Let's make something clear: the faculty are virtually powerless to do anything other than rattle some cages. Nevertheless, they are going through the procedures to have their voice heard. Yesterday at a much-ballyhooed faculty senate meeting, some faculty members made an impassioned case to stop spending so much cash on the top division of college football, but when they went to vote, the motion was shot down 19-18, with one abstaining vote.
Unlike the first meeting, where they couldn't even muster enough support to vote on the motion, UMass chancellor Kumble Subbaswamy reaffirmed the school's commitment to MAC and FBS football. And even if the senate passed the motion, Subbaswamy was under no obligation to consider it. But one notable omission from the voting: ardent FBS critic Max Page was out of the country and could not vote.

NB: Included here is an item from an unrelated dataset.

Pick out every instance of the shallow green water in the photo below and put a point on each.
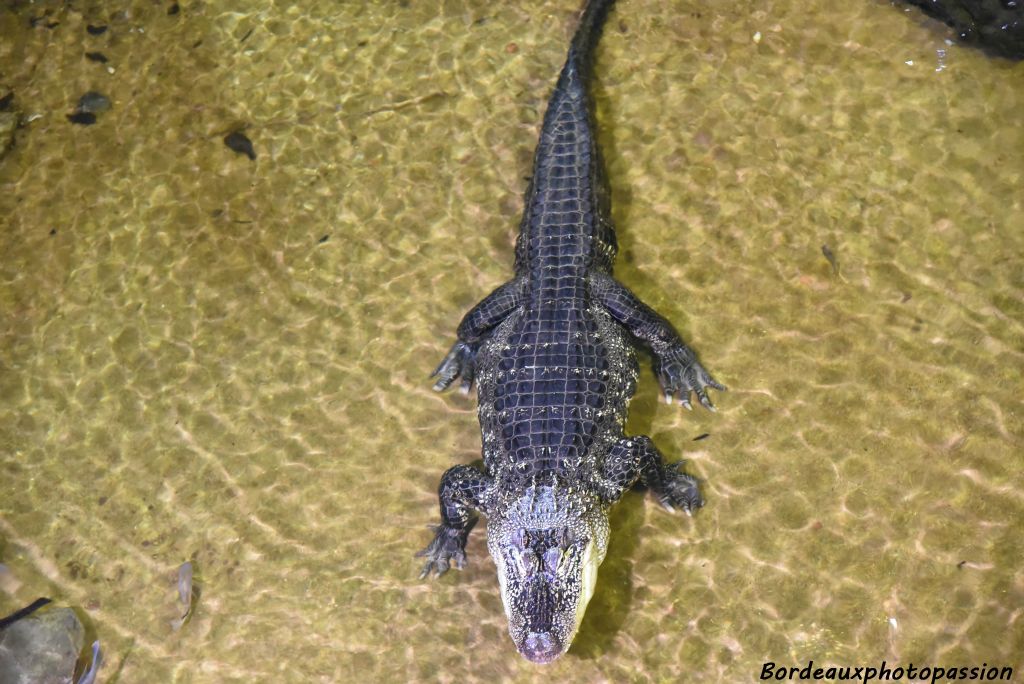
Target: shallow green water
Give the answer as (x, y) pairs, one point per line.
(188, 372)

To summarize the reasons against UMass's football program in the FBS, based on @HarryPlumer's timeline, is that the money can be better spent on other aspects of the university, that travel for MAC away games is too tough on student-athletes, that football causes too many concussions, and "NCAA instability." Some of these arguments kind of get at the underlying sentiment of sponsoring college football at all, not just being in a pricier subdivision.
So UMass football in the MAC is safe for now. It doesn't seem to be going back down anytime soon. (Sorry, Akron.)